The damage spans the globe.
Thailand’s baht. Kazakhstan’s tenge. South Africa’s rand. Peru’s nuevo sol.
In emerging markets worldwide, currencies are plunging over fears that developing economies are on the verge of a crippling fall.
Photo: AFP
Success stories until recently, emerging economies are seen as casualties now — of slower growth in China, plunging prices for commodities like oil and iron ore, the prospect of higher US interest rates and homegrown threats.
The damage has spilled across oceans, with the turmoil jolting investors in New York, Tokyo and Europe.

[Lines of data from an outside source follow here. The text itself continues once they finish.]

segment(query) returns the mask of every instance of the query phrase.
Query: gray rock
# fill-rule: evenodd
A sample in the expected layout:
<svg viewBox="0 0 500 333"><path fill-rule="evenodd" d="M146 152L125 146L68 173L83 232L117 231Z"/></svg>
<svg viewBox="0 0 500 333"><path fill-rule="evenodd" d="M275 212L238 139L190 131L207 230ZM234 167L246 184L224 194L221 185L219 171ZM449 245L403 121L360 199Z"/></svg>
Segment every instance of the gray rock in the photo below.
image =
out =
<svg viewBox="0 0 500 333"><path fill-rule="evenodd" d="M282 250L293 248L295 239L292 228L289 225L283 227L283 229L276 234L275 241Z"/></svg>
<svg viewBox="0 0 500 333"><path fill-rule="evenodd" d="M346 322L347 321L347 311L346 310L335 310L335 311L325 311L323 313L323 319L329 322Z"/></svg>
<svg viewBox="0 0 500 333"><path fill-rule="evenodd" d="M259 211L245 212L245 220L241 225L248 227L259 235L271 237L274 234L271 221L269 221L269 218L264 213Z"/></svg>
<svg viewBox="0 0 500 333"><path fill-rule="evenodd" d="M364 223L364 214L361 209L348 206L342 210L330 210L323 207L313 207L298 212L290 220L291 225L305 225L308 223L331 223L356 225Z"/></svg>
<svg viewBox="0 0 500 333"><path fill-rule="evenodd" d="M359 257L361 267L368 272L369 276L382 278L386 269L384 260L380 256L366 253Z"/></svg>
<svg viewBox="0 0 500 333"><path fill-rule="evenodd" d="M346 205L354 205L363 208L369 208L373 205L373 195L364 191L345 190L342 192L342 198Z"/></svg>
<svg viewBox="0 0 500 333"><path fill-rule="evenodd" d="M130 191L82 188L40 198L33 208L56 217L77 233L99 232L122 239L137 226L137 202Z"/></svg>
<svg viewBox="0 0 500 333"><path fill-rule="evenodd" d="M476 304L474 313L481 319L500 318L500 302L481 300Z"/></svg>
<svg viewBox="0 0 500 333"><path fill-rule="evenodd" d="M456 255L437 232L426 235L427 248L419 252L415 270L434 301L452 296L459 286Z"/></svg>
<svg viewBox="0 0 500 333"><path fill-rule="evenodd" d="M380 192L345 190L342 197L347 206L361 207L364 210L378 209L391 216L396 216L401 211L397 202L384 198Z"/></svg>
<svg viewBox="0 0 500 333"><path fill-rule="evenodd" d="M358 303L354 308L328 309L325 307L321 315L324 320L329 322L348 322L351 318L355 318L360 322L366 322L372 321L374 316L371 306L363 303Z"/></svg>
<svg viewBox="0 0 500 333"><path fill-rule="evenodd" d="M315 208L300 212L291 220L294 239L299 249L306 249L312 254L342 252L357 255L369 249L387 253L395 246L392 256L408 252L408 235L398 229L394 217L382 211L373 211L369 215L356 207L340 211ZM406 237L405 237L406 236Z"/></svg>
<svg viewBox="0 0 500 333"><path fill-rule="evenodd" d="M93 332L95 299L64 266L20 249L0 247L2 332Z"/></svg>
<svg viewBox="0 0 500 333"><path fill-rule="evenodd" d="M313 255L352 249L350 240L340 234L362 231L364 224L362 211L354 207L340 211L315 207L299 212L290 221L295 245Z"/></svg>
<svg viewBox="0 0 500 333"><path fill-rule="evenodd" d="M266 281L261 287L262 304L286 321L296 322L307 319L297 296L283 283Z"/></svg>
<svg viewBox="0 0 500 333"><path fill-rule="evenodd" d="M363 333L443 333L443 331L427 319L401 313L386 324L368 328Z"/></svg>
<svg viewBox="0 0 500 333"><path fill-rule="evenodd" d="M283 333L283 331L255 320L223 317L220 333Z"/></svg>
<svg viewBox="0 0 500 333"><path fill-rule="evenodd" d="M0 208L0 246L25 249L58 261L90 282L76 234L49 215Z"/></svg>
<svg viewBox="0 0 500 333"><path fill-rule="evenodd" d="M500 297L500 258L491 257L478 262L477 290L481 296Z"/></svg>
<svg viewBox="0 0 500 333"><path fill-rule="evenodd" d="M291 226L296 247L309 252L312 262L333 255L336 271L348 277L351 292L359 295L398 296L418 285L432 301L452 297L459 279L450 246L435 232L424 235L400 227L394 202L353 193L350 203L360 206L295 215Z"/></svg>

Investors there worry that China and other major emerging economies will reduce their imports. They also fear a trade-disrupting currency war as some countries desperately lower their currencies’ value to gain a competitive edge.
A lower-priced currency makes a country’s goods cheaper for foreigners.
The Dow Jones industrials plunged 530 points, more than 3 percent, on Friday on top of a 358-point drop on Thursday. Tokyo’s Nikkei index shed 3 percent on Friday.
“It’s remarkable just how things turned around so quickly,” Capital Economics economist and former British Treasury official Neil Shearing said.
Consider Peru. Three years ago, its capital, Lima, was chosen to host an IMF meeting of global finance officials in what was seen as a celebration of Latin America’s arrival in the economic big leagues.
However, with the event six weeks away, Latin America’s outlook has descended from boom to gloom. Peru’s economy has steadily slowed, and its currency, the nuevo sol, has plunged 2.5 percent against the US dollar in the past month.
And Peru boasts one of the region’s healthiest economies. Brazil’s economy is expected to shrink this year and next. Its currency, the real, is down 7 percent the past month and more than 30 percent the past two years. The Mexican peso on Friday closed at a record low against the US dollar.
It is hardly just Latin America. Kazakhstan’s currency plummeted this week after the government decided to let it trade freely. The South African rand fell this week to a 14-year-low against the US dollar. Turkey’s lira hit a record low against the greenback this week.
Institute of International Finance executive managing director Hung Tran expects developing countries to post 3.8 percent economic growth this year, down from 4.3 percent last year. The institute is on the verge of cutting that forecast further.
Analysts point to a primary culprit:
“It’s all coming from China,” Tokyo-based JPMorgan Chase & Co economist Masamichi Adachi said. “Brazil, South Africa, many countries are commodity exporters, and the final destination is all going to China.”
China’s economy is expected to grow 7 percent this year, which would be its slowest pace since 1990.
Beijing is trying to manage a transition from rapid growth based on exports and often-wasteful spending on factories, real estate and infrastructure to slower, steadier expansion based on consumer spending.
That transition means China would need fewer raw materials — Chilean copper, Nigerian oil, Brazilian iron ore. That helps explain why China’s pullback has loosed carnage in global commodity prices: The Standard & Poor’s GSCI commodity index, which tracks 24 commodities prices, is down nearly 20 percent this year.
Emerging markets were already feeling the squeeze last week, when China devalued its currency, the yuan. That step ignited a semi-panic.
Most countries cannot blame China and the vagaries of the global commodities market for all their problems.
South Africa is battling labor strife. Brazil is contending with a corruption scandal at state-owned oil giant Petrobras. Turkey is struggling to form a government while its military battles the Islamic State extremist group and Kurdish separatists.
Adding to the pressure: The US Federal Reserve is expected, perhaps at its meeting next month, to raise the short-term rate it controls from near zero. Investors could respond by moving even more money out of emerging markets to seek higher US rates. That would lift the US dollar higher and emerging market currencies even lower.
A Fed rate hike could also squeeze emerging-market companies that have borrowed in US dollars. Those companies would struggle to accumulate enough local currency to pay their now-more-expensive US dollar-denominated debt.